The Woodstock Music and Art Fair in 1969 drew more than 450,000 people, who came together to celebrate "three days of peace and music". It was the biggest bash for the counterculture and is a reminder of the youthful hedonism and excess of the 60s.For four days, the site became a countercultural mini-nation in which minds were open, drugs were available and love was "free". The music began Friday afternoon at 5:07pm August 15 and continued until mid-morning Monday August 18. At the time, it held the record for the largest music audience in the world until the Summer Jam at Watkins Glen in 1973 drew 100,000 more people. It also created a massive traffic jam and closed the New York State Thruway, creating one of the worst traffic jams and making it impossible for another 25.000 people, on their way to Woodstock, to attend. It also inspired a slew of local and state laws to ensure that nothing like it would ever happen again. Woodstock, like only a handful of historical events, has become part of the culture’s outstanding moments. It has become an instant adjective denoting youthful hedonism and 60's excess, an amalgam that will never be reproduced again.

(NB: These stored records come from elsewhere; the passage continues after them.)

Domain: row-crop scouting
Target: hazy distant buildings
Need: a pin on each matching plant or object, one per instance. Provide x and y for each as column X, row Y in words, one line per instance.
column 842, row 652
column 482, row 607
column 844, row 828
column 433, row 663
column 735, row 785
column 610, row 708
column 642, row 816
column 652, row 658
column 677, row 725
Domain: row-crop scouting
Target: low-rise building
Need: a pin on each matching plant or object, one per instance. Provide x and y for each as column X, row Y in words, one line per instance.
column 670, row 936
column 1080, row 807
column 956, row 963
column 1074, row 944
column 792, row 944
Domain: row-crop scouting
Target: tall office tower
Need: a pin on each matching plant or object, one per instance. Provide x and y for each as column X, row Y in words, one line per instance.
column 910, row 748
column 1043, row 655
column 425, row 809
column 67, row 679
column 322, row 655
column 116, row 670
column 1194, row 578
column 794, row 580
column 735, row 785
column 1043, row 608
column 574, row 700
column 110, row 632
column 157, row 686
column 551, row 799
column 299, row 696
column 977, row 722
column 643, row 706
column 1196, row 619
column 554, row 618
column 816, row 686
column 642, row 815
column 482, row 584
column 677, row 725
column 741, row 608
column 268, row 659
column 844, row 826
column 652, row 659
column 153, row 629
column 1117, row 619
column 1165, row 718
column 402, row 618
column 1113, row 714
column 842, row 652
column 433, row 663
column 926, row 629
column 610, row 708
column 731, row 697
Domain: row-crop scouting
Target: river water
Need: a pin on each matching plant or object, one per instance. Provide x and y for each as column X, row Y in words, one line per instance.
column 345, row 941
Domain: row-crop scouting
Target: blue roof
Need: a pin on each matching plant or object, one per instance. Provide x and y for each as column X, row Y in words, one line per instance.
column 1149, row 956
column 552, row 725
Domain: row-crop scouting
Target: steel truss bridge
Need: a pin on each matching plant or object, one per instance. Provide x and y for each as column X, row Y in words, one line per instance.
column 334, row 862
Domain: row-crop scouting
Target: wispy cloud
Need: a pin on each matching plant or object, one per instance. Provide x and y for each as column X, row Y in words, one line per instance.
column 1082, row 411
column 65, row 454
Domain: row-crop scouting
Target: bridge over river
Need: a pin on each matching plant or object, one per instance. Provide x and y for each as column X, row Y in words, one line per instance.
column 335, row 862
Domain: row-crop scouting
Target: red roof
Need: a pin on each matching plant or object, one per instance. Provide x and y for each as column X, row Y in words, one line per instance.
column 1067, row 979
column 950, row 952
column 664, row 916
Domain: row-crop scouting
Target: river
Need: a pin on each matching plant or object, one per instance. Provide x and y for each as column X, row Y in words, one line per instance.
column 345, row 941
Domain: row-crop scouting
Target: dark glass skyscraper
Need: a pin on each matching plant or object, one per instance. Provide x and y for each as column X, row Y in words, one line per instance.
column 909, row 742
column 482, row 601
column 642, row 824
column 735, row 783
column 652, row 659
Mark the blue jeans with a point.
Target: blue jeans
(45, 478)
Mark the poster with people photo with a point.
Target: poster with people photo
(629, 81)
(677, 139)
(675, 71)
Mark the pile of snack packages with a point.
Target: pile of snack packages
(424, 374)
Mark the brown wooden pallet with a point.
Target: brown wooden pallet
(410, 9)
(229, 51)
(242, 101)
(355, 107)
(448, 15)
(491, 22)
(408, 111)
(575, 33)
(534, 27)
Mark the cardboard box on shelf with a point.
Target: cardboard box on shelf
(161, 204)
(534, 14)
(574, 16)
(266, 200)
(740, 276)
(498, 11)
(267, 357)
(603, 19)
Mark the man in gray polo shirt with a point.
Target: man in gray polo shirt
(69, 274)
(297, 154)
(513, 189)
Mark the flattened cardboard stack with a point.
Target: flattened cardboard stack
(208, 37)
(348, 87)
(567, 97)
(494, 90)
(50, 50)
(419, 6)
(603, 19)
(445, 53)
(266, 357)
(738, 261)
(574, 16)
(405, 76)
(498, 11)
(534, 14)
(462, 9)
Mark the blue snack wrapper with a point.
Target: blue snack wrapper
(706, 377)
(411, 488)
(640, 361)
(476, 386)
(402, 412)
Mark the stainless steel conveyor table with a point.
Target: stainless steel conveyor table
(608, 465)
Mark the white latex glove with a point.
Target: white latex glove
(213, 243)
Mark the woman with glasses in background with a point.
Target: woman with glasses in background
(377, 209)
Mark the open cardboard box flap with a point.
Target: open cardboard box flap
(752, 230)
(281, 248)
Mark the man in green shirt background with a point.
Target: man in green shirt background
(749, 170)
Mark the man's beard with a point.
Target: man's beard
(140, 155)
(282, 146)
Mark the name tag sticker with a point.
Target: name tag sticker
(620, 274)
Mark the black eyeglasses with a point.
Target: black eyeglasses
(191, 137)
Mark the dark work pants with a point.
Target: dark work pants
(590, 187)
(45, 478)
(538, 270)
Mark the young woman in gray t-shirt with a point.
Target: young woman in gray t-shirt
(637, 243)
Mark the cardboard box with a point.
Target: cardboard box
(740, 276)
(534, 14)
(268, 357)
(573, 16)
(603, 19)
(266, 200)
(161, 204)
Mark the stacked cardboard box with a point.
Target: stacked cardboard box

The bands appealed to the generation that was questioning the direction of American society. Many of the most influential artists were at the festival, and it was their influence on the youth that brought them together. Although the festival was remarkably peaceful given the number of people and the conditions involved, there were two recorded fatalities: one from what was believed to be a heroin overdose; another caused by an occupied sleeping bag accidentally being run over by a tractor in a nearby hayfield. There were also two births recorded at the event (one in a car caught in traffic and another in a helicopter) and four miscarriages. Yet, in tune with the idealistic hopes of the 1960s, Woodstock satisfied most attendees. Especially memorable were the sense of social harmony, the quality of music, and the overwhelming mass of people, many sporting bohemian dress, behavior, and attitudes.
After all it was seen as a victory of peace and love. Nearly half a million people filled with possibilities of disaster, riot, looting, and catastrophe spent the three days with music and peace on their minds. Sound for the concert was engineered by Bill Hanley, whose innovations in the sound industry have earned him the prestigious Parnelli Award.
Despite delays, the danger of electrical shocks and general backstage anarchy, Woodstock pulled off the ultimate magic act of the 1960s: turning utter rain-soaked chaos into the greatest rock festival ever and the decade's most famous and successful experiment in peace and community.
On Monday, August 18th, they all melted back into America after witnessing legendary performances by, among others, the Who, Santana, Janis Joplin, Creedence Clearwater Revival, Joe Cocker, Sly and the Family Stone, Jimi Hendrix and, in only their second live show together, Crosby, Stills, Nash and Young.
A plaque has been placed at the original site commemorating the festival. The field and the stage area remain preserved in their rural setting. On the field are the remnants of a neon flower and bass from the original concert. In the middle of the field, there is a totem pole with wood carvings of Jimi Hendrix on the bottom, Janis Joplin in the middle, and Jerry Garcia on top. A concert hall has been erected up the hill, and the fields of the old Yasgur farm are still visited by people of all generations.